There is absolutely this fear – it’s real. We are equipping students with scary skills.

One way to respond to that is to bring the question of ethics absolutely every time, everywhere – we reinforce the importance of ethics at every opportunity.

But actually, what I’ve seen is quite the opposite. We’ve managed to rescue a few students who might have crossed that line in the past. But everything changes once they see that they can apply those skills for the greater good, once they realise that there is a possible career in what they enjoy doing. They see the incredible demand.
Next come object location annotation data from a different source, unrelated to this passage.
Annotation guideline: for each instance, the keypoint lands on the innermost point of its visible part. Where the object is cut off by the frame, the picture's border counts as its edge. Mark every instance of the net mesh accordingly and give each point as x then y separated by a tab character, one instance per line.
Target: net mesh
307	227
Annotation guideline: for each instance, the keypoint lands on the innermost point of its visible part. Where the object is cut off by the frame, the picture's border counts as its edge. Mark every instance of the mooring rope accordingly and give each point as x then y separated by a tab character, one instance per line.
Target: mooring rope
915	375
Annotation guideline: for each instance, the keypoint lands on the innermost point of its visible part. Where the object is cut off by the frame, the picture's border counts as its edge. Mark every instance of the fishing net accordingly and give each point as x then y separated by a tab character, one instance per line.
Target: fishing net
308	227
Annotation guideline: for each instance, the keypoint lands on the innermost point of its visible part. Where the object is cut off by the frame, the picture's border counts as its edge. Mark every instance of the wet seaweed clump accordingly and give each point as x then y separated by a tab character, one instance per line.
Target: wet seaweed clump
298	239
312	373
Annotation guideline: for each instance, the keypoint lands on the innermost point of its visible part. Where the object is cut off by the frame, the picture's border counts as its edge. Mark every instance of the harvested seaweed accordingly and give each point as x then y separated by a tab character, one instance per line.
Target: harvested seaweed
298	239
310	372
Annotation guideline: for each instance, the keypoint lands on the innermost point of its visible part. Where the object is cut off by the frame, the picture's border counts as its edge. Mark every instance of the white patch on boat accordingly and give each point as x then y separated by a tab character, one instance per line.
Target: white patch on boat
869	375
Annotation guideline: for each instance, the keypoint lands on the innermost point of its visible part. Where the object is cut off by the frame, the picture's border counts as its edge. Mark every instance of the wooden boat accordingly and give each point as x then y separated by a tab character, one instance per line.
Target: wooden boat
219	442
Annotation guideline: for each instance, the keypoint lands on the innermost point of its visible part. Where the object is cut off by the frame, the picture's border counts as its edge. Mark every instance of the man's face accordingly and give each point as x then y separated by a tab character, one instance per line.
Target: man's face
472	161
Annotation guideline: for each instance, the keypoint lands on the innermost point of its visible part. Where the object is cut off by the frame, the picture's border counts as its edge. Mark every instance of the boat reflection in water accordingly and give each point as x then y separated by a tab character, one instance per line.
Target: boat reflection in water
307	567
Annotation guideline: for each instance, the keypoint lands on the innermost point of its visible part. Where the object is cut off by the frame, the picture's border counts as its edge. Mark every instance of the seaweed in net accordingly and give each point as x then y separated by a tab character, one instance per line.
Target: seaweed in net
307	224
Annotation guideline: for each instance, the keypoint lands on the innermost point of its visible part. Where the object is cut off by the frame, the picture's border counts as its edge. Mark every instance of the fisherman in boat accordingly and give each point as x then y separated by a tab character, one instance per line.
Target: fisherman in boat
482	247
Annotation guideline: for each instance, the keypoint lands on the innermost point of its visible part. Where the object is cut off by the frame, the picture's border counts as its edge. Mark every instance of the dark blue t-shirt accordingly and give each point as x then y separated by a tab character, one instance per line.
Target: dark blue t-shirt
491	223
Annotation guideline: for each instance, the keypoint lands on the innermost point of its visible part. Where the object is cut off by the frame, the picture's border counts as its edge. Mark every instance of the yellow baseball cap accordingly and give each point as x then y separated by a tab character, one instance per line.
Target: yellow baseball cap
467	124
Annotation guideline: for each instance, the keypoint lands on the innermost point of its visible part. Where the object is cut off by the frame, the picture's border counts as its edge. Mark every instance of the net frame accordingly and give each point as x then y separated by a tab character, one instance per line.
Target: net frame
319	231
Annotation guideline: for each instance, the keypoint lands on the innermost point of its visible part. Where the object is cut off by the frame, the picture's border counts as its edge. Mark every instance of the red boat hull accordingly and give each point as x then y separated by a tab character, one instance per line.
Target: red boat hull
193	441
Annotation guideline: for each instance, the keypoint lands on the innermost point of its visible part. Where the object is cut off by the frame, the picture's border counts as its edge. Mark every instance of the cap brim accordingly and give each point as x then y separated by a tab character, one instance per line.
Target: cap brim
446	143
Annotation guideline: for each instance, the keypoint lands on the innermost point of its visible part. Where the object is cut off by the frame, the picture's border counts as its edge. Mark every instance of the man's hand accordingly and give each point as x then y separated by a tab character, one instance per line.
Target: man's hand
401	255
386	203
We have industry speakers coming to our lectures and presenting their work and company to our students and they say, “we have ten jobs to be filled tomorrow – we need people right now.”

Given the large gap in the cyber security workforce, how are you going about attracting students into this area?

We’re quite successful – or programs have grown very rapidly. In 2017 we had 70 students across the whole year and this year we have 140 in Session 1 alone. So, there’s a lot of interest.

The tougher question is how to attract more females. The good news is we went from 10 per cent to 20 per cent female in our programs, but it’s about the tireless work of explaining the opportunities and having role models that can show them there is a pathway. Out of our six Optus-sponsored scholarship holders, four are women, and we have PhD students and of course academics that are women. We can use these good stories to bring more women into the mix.

There will be enormous rewards for any student who is brave enough to take the leap.